Georgia’s players remained quiet a day after three-fourths of the team’s defensive staff was dismissed by head coach Mark Richt, but several of the Bulldogs’ former defensive mainstays have offered support for the program and sadness for their former coaches.
Georgia parted ways with defensive coordinator Willie Martinez and defensive ends coach Jon Fabris, who both had been with Richt since his first season in 2001, along with linebackers coach John Jancek after the team finished the regular season with a 7-5 record and a defense that ranked 71st in points allowed and 90th in pass efficiency defense nationally.
Still, for the ex-players under Martinez, Fabris and Jancek, the news is a surprise and a disappointment.
“I’ve been hearing stuff for the last two or three weeks, but it’s always tough whenever somebody that you have a lot of respect for and means a lot to you is put in a position like that,” said Andrew Williams, a former walk-on who spent six years in the program as a special-teams regular for Fabris and a safety working with Martinez. “You can’t blame Coach Richt or point fingers, but I guess it’s just a sticky situation that’s tough to swallow.”
Williams and others who had been a part of Georgia’s SEC championship teams in the earlier part of the decade expressed sympathy for the coaches. But they also wanted to view this week’s changes as a sign that Richt was committed to regaining the same success that his defense had early in his career.
Bring back Junkyard
“I would like for us to get back to those ‘Junkyard Dawgs’ that just don’t let anything happen, no matter what situation the offense put them in or special teams put them in,” said Kelin Johnson, who played safety for the Bulldogs. “Let’s go out there and get the ball back. Let’s be ball hawks. And no matter what happens, we’re going to be successful.”
That has been a hope echoed by many frustrated fans during the past few seasons as Georgia’s defense has slipped from one of the most stingy in the SEC to a unit that has allowed 34 points or more 10 times in the past two years.
But while fans have longed for a return to the defense’s heyday under former coordinator Brian VanGorder, linebacker Tony Gilbert, who played on the Bulldogs’ 2002 SEC championship squad, said there’s little difference between the approach VanGorder took then and what Martinez has employed the past few years.
“It’s the same defense, the same scheme,” said Gilbert, who now plays for VanGorder with the Atlanta Falcons. “They’re both fiery guys. They care a lot about their players and are very strong about letting their guys know what they’re doing out there.”
While the scheme and temperament haven’t changed, the players have, so Williams wonders whether the slide that led to Martinez’s dismissal is more about talent than coaching.

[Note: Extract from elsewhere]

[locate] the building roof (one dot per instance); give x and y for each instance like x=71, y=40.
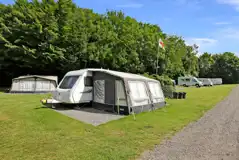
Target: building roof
x=53, y=78
x=111, y=72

During Georgia’s peak seasons defensively, the Bulldogs featured several future NFL players, including David Pollack, Odell Thurman and Thomas Davis.
“You had a lot of playmakers, and that makes a difference,” Williams said of the VanGorder years at Georgia. “It’s not to take anything away from anyone who has played since then, but those are some big names. Players like that only come around every so often, and our team was blessed enough to have them all at the same time.”
In the past four seasons, however, no Georgia defensive player has been taken in the first round of the draft and few have made lasting impacts at the next level.
But Gilbert said there’s more to success than talent and coaching, and recent Georgia teams may have come up short in sheer fundamentals.
“If you look at the ’01 season up until two years ago, it was a great defense,” Gilbert said. “Starting two years ago, they weren’t playing like a Georgia defense. Guys weren’t tackling; guys weren’t playing defense. They just weren’t playing football.”
And while change isn’t always simple, former defensive tackle Corvey Irvin admits it is occasionally necessary.
“All those guys are great coaches,” Irvin said. “I don’t know about the situation there, and I’m not going to say they deserved it, but maybe it was time for a change.”